Saygi oyle degil. Sevgi beraberinde saygiyi getirmez, sadece sayginin yolunu acar. Saygiyi kazanmak icin bazen yillarini harcaman gerekir. Her insan icten ice saygi duyulmak ister. Anne-baba ister ki cocuklari sozunden cikmasin, yonetici ister ki ekibinde calisanlar bir dedigini iki etmesin, ogretmen ister ki  "susun cocuklar"  dediginde ogrenciler mum gibi oluversin. Ama olmuyor iste. Insan etrafindakilere her zaman her istedigini yaptiramiyor.

Saygiyi kazanmanin bircok yolu var. Ancak akilda tutulmasi gereken en onemli sey otoritenin kayitsiz-sartsiz saygiyi getirmeyecegini anlayarak ise baslamak. Etrafiniza bir bakin, ornegin isyerinizdeki yonetici pozisyonundaki insanlara. Bunlardan kacina gercekten saygi duyuluyor? Yoneticilerin en sik yaptiklari hatalardan biri pozisyonunun kendisine otomatik olarak sundugu  "yetki ve otorite"  yi kullanarak herkese istedigini yaptirabilecegini dusunmesidir. "Yetki ve otorite" emir-komuta zincirinin kosulsuz isledigi ortamlarda isleyebilir, ornegin ordu gibi. Ancak is hayatinda bir yoneticiyi sirtindan bicaklayabilecek en buyuk tehlikelerden biri ekibindeki insanlara  "yetki ve otoritesini"  kullanarak is yaptirmaya calismaktir. Insanoglu dogasi geregi kendini onemli hissetmek ve takdir edilmek ister. Bu ihtiyaci goz ardi eden bir yonetici isini muhafaza edebilir, ancak bulundugu konumun cok da otesine gecemez. Keza etrafinizdaki arkadaslarinizi dusunun. Iclerinde mutlaka annesiyle veya babasiyla papaz olmus, iyi gecinemeyenler, hatta saygida kusur edenler vardir. Ebeveyn-evlat iliskisinin yonetici-calisan iliskisinden daha derin oldugu asikar. Ancak ebeveyn-cocuk iliskisindeki saygi eksikliginin sebeplerinden biri de yine ebeveynin annelik ve babaliktan dogan dogal  "yetki ve otorite"sini cocuk uzerinden sert bir sekilde kullanmasi olabilir.

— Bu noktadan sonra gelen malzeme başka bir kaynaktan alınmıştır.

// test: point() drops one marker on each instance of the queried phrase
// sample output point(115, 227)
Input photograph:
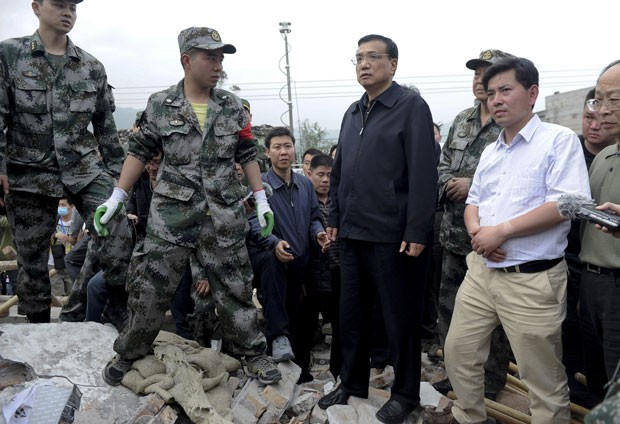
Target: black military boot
point(42, 317)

Aklima gelen en carpici orneklerden biri bir insanin anadilinin olusma sekli. Konusma terapistlerine gore bir cocugun beyni ortalama 5 dili ogrenme kapasitesine sahip. Ancak cocugun en nihayetinde anadili olarak sectigi dil evde konustugu dilden ziyade okulda konustugu dil. Nedeni ise cok basit. Evde kosulsuz sevgi ortami mevcut; cocuk yemek, oyuncak veya sevgi icin savasma geregi duymuyor. Ancak okulda rekabet, notlar, arkadaslik gibi cocugun savasarak kazanmasi gereken olgular isin icine giriyor. Cocuk icinde bulundugu toplumda iyi bir yer edinmek icin kendi capinda "savas taktikleri" gelistiriyor. Savasi kazanmak icin ise cocugun beyni ilk olarak en buyuk silah olan dile yoneliyor ve cocugun anadili okul dili oluveriyor.

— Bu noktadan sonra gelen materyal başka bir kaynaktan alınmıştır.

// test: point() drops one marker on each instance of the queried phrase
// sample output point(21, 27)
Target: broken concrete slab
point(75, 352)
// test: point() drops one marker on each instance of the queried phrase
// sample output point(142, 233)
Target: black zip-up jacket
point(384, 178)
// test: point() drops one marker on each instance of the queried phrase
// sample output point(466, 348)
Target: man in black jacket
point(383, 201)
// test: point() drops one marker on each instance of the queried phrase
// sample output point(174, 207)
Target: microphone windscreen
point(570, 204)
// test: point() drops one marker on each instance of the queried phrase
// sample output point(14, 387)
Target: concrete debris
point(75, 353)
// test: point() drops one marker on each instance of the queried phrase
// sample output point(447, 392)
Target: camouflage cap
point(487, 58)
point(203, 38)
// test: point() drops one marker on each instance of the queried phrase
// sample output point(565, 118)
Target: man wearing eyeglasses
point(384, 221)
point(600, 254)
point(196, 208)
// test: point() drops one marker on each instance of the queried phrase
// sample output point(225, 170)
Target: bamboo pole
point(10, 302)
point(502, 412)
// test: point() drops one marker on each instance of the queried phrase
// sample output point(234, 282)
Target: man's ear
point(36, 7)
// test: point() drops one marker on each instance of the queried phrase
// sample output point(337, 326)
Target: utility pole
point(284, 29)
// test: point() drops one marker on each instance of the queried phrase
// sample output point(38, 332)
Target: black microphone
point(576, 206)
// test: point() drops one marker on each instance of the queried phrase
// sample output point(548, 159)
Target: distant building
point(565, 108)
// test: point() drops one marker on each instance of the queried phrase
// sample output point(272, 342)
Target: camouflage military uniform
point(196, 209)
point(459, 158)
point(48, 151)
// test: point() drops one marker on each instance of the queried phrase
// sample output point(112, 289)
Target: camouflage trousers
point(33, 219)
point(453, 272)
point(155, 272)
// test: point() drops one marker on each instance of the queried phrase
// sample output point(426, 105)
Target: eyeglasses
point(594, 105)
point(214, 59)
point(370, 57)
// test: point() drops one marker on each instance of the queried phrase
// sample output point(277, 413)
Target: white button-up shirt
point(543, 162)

Uzun lafin kisasi, saygi bedavadan elde edilebilecek birsey degil, kazanilmasi, ugruna savasilmasi gereken bir hak. Saygiyi kazanmak icin bazen susmak gerekir, bazen masaya yumrugu vurup son sozu soylemek gerekir. Bazen sadece dinlemek yeterlidir, bazen konusarak yol gostermek gerekir. Saygiyi hak etmek icin sozunun eri olmak ve caliskan olmak gerekir. En onemlisi de saygiyi kazanmak icin zaman gerekir.